Harper divided data mining into two practices: link analysis and predictive analysis, providing examples.

A popular example of link analysis occurs in the common hypothetical of a police officer examining the “pocket litter” of an arrested suspect, say for a narcotics arrest. A piece of paper may show a phone number, which when searched in a law enforcement database, is found to belong to another member of the drug trade. A link between the two can then be established.

People who have received a phone call from their credit card company about potential suspicious activity on their account may have benefited from predictive analysis, Harper explained. Credit card companies have found a common pattern whereby a small purchase, such as $5 worth of gasoline, followed immediately by a very large purchase, such as a $3,000 flat-screen television, often indicates a thief testing to see if a stolen card is still active before making a large fraudulent purchase.

"These are fairly simple concepts that may be obscured by the term ‘data mining,’ which confuses people and sometimes makes them think something worse is going on,” Harper said.
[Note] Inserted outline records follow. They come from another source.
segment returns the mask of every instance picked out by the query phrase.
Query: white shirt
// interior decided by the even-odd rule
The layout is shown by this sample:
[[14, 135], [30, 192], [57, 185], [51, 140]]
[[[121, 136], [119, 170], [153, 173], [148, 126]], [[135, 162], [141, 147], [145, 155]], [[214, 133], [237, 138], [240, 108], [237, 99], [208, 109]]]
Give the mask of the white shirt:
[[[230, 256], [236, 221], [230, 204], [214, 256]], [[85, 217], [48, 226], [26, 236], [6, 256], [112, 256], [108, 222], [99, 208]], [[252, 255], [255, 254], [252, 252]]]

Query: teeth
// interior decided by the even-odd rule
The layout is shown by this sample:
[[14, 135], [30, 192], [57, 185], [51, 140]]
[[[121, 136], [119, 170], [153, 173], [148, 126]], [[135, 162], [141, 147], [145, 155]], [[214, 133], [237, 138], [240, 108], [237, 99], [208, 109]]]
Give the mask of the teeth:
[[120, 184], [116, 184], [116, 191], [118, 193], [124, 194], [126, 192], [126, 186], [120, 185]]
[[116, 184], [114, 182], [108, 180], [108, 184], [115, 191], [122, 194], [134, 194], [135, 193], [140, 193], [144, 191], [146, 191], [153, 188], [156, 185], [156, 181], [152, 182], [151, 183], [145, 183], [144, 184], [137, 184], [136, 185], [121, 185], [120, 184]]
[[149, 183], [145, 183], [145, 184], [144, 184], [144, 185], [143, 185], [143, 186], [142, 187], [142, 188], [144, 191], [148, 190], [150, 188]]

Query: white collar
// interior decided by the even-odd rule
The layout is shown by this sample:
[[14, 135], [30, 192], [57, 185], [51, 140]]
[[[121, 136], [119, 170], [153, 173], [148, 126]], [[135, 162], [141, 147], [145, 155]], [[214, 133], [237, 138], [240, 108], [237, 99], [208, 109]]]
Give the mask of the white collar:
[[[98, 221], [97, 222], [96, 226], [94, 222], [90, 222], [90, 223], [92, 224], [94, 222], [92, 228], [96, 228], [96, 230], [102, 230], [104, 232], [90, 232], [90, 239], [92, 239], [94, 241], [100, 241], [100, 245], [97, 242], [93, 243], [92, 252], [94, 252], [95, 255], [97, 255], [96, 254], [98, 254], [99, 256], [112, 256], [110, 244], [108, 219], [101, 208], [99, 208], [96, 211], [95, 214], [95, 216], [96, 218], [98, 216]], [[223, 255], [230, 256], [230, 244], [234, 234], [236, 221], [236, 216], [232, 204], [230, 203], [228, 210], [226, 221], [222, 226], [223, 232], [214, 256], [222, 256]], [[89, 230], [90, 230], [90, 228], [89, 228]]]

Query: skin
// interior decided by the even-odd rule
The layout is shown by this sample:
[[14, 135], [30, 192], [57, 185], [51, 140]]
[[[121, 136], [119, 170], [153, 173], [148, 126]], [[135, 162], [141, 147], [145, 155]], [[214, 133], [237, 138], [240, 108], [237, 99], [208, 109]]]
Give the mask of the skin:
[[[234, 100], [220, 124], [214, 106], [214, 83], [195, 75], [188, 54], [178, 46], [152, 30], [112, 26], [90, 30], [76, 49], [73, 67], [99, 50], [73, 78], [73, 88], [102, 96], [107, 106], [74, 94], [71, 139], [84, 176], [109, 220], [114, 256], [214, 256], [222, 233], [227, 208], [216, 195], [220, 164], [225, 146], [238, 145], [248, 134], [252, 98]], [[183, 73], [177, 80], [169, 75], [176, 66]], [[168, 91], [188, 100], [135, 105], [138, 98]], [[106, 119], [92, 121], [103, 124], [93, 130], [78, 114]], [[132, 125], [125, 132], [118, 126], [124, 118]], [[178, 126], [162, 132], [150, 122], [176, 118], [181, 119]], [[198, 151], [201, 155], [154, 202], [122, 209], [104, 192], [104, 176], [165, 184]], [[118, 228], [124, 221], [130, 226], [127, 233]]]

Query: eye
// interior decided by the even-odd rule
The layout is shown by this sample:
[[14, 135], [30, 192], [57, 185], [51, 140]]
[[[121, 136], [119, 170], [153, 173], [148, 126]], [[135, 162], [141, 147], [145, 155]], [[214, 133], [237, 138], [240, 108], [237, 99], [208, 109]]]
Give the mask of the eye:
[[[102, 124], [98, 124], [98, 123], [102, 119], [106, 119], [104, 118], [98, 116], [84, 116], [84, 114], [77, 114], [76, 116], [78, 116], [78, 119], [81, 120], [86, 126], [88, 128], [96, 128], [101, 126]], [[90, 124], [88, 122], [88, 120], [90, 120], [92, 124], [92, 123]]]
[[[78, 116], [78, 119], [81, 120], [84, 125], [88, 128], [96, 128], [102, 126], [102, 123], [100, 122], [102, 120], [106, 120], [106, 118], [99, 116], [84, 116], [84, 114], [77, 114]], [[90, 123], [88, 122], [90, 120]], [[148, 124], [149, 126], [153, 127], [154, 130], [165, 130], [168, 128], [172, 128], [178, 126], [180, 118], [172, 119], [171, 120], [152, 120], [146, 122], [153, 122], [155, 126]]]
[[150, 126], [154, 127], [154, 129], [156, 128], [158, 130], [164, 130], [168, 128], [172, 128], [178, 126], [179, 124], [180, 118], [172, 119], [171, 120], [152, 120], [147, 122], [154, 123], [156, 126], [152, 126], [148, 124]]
The practice is a prisoner of its name, which implies digging beneath the surface—ostensibly for private data. It also bears the risks of implicating innocent people who are false positives and is associated with at least two controversial federal initiatives, both at the Department of Defense (DoD): Total Information Awareness and a project called Able Danger.

Total Information Awareness was the goal of the Defense Advanced Research Projects Agency’s Information Awareness Office (IAO), which sought to mine all available data on Americans to spot threats. The program's seal bore the Eye of Providence—God’s all-seeing eye from the $1 dollar bill, atop a pyramid casting its gaze on the entire planet Earth. Congress eliminated funding for the IAO in 2003, a year after its establishment.
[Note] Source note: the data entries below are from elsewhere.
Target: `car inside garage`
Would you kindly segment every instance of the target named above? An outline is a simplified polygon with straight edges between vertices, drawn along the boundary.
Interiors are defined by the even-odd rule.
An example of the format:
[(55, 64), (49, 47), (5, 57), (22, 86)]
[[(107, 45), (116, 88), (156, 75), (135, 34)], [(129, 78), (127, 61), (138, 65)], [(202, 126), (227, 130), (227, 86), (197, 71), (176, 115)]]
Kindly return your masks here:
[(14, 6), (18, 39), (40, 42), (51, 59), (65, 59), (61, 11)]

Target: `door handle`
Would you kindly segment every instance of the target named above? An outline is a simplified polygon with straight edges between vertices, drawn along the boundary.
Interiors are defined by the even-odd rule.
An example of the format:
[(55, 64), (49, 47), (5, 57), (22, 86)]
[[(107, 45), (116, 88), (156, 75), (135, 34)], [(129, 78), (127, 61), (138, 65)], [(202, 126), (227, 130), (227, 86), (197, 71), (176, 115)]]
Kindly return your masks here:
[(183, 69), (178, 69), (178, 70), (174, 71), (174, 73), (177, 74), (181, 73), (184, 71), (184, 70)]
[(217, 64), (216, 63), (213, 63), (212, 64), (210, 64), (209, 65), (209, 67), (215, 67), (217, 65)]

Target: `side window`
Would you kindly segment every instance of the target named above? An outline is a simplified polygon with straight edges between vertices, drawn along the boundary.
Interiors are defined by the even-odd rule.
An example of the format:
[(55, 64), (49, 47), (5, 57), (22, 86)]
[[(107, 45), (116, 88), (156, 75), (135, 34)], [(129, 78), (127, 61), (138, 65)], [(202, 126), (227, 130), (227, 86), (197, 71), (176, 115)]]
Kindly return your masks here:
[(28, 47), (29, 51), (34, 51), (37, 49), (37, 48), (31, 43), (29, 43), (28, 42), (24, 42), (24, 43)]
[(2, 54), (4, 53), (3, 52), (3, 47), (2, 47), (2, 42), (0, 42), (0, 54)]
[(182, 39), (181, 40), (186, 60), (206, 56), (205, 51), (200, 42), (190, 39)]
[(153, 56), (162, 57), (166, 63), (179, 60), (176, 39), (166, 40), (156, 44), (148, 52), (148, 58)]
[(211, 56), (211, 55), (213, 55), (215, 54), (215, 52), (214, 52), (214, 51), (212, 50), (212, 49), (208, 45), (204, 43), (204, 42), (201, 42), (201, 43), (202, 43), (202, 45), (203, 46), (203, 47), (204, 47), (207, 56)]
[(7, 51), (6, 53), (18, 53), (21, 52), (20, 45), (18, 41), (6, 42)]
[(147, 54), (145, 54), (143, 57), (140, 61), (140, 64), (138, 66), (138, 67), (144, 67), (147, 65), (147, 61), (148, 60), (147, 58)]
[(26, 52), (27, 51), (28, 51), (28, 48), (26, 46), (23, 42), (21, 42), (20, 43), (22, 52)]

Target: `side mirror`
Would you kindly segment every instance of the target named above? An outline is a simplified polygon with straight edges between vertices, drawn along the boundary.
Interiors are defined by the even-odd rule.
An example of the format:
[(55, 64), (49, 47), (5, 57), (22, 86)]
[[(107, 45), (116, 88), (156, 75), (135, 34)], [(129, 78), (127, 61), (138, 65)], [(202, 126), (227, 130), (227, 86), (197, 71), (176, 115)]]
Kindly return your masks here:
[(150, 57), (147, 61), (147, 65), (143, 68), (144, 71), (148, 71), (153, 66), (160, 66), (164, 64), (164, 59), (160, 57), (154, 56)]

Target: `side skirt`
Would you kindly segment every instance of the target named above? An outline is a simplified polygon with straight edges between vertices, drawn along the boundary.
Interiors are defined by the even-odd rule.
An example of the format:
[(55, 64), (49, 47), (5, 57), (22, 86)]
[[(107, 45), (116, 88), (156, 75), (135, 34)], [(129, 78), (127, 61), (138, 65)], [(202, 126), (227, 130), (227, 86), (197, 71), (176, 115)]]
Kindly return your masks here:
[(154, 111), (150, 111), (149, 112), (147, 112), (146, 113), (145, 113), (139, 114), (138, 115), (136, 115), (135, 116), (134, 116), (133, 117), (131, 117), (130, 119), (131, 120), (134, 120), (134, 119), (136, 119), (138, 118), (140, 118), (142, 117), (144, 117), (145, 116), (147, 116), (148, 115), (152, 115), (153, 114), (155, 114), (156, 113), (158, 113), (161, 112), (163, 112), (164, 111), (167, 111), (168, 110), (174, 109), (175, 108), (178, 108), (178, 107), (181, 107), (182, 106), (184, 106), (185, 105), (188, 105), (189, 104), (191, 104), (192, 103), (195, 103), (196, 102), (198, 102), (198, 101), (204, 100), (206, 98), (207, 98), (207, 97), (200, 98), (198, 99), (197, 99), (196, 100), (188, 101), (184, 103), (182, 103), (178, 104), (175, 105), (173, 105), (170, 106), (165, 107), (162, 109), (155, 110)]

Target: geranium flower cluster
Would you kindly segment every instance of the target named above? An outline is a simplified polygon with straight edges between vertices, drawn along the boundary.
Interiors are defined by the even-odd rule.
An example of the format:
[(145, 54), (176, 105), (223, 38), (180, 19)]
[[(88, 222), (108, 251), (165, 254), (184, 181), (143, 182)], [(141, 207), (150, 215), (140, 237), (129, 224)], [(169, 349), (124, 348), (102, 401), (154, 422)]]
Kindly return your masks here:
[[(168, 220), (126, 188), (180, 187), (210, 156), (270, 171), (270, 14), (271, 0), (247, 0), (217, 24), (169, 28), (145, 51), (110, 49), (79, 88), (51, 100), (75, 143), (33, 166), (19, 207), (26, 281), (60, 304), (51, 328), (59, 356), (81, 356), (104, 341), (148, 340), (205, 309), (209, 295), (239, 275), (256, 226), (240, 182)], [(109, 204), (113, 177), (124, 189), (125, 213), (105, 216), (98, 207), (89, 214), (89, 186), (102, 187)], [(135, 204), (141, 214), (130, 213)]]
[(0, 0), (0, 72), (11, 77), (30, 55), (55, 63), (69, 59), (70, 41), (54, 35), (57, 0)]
In 2005, then U.S. Rep Curt Weldon of Pennsylvania alleged that Able Danger, an older, secret DoD data mining program, had identified 9-11 hijacker Mohammad Atta as a potential threat well before the attacks. While the Pentagon ordered personnel not to testify before Senate Judiciary Committee, which investigated the case, Weldon changed his story and the Senate committee found that the program had not identified Atta.

Addressing data mining’s baggage, Paul Pillar, a former CIA officer and a member of The Constitution Projects’ Liberty and Security Committee, which issued the report, explained that anyone who wants governments to “connect the dots” to fight terrorism supports data mining.
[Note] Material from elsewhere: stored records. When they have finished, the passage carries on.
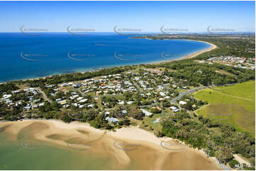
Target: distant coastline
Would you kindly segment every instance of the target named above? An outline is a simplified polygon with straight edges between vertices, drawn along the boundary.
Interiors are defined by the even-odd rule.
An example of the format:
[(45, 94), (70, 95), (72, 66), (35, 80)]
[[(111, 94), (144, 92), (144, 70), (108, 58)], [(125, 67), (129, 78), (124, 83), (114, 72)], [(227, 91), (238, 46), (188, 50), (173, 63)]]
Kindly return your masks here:
[[(150, 38), (145, 38), (145, 39), (152, 40), (152, 39), (150, 39)], [(190, 54), (189, 55), (187, 55), (185, 57), (182, 57), (178, 58), (178, 59), (172, 59), (167, 60), (167, 61), (162, 61), (161, 60), (161, 61), (153, 61), (153, 62), (148, 61), (148, 62), (143, 62), (142, 64), (126, 64), (126, 65), (123, 65), (123, 64), (120, 64), (120, 65), (114, 64), (114, 65), (111, 65), (111, 66), (106, 66), (106, 67), (99, 67), (99, 68), (96, 68), (96, 69), (77, 69), (77, 70), (79, 70), (79, 71), (74, 71), (74, 72), (70, 72), (70, 73), (53, 73), (53, 74), (49, 74), (49, 75), (45, 76), (31, 77), (31, 78), (28, 78), (10, 80), (10, 81), (0, 82), (0, 84), (8, 83), (8, 82), (12, 82), (12, 81), (26, 81), (26, 80), (37, 80), (37, 79), (39, 79), (39, 78), (45, 78), (47, 77), (50, 77), (50, 76), (52, 76), (63, 75), (63, 74), (67, 74), (67, 73), (86, 73), (86, 72), (96, 71), (99, 71), (99, 70), (101, 70), (101, 69), (111, 69), (111, 68), (113, 68), (113, 67), (121, 67), (121, 66), (134, 66), (134, 65), (138, 65), (139, 66), (139, 65), (143, 65), (143, 64), (163, 64), (163, 63), (173, 61), (178, 61), (178, 60), (183, 60), (183, 59), (191, 59), (191, 58), (194, 58), (195, 57), (197, 57), (198, 55), (199, 55), (199, 54), (201, 54), (202, 53), (209, 52), (209, 51), (213, 50), (213, 49), (218, 47), (216, 45), (213, 45), (212, 43), (207, 42), (205, 42), (205, 41), (194, 40), (182, 40), (201, 42), (204, 42), (204, 43), (206, 43), (208, 45), (210, 45), (211, 47), (207, 48), (207, 49), (200, 50), (199, 52), (193, 52), (193, 53), (191, 53), (191, 54)]]

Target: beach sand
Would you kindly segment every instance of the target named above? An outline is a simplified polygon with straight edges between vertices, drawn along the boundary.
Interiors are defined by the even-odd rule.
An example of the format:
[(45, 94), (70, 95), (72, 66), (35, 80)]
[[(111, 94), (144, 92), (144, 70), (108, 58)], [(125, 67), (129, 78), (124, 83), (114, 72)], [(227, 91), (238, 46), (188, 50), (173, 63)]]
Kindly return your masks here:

“‘Connecting the dots' is link analysis,” Pillar said, warning that even robust, constitutionally sound data mining is not a panacea against terrorism. “It’s a matter of improving the odds. It’s not a matter of certainty, it’s not a matter of predicting outcomes.”

Panelist Mary Ellen Callahan, chief privacy officer of the Department of Homeland Security, said that the critical protection against abuse and false positives in data mining is the moment of human intervention, when an investigator follows up a lead that mining software has generated. Yet she expressed the agency's support for disclosure and transparency in data mining programs.

“I think that these are key elements for people to keep working on, and to keep improving," Callahan said.

At its best, Pillar said, data mining identifies the innocent so law enforcement can focus on those who bear risk.

“We’re looking to improve the odds for the good guys in a business where there’s no certainty,” Pillar said.

The reports recommendations include:

  • ​Planning of government data mining programs, including identification of the programs purposes and uses of data, with the process open to public review and comment.
  • Notification of individuals subject to action or classification by data mining programs where possible
  • Establishment of standards and procedures for operations, including appeals processes for persons affected by the programs, and penalties for abuse
  • Data security measures, including training and access limits
  • Data minimization, including set retention periods for unused data and limits on database aggregation.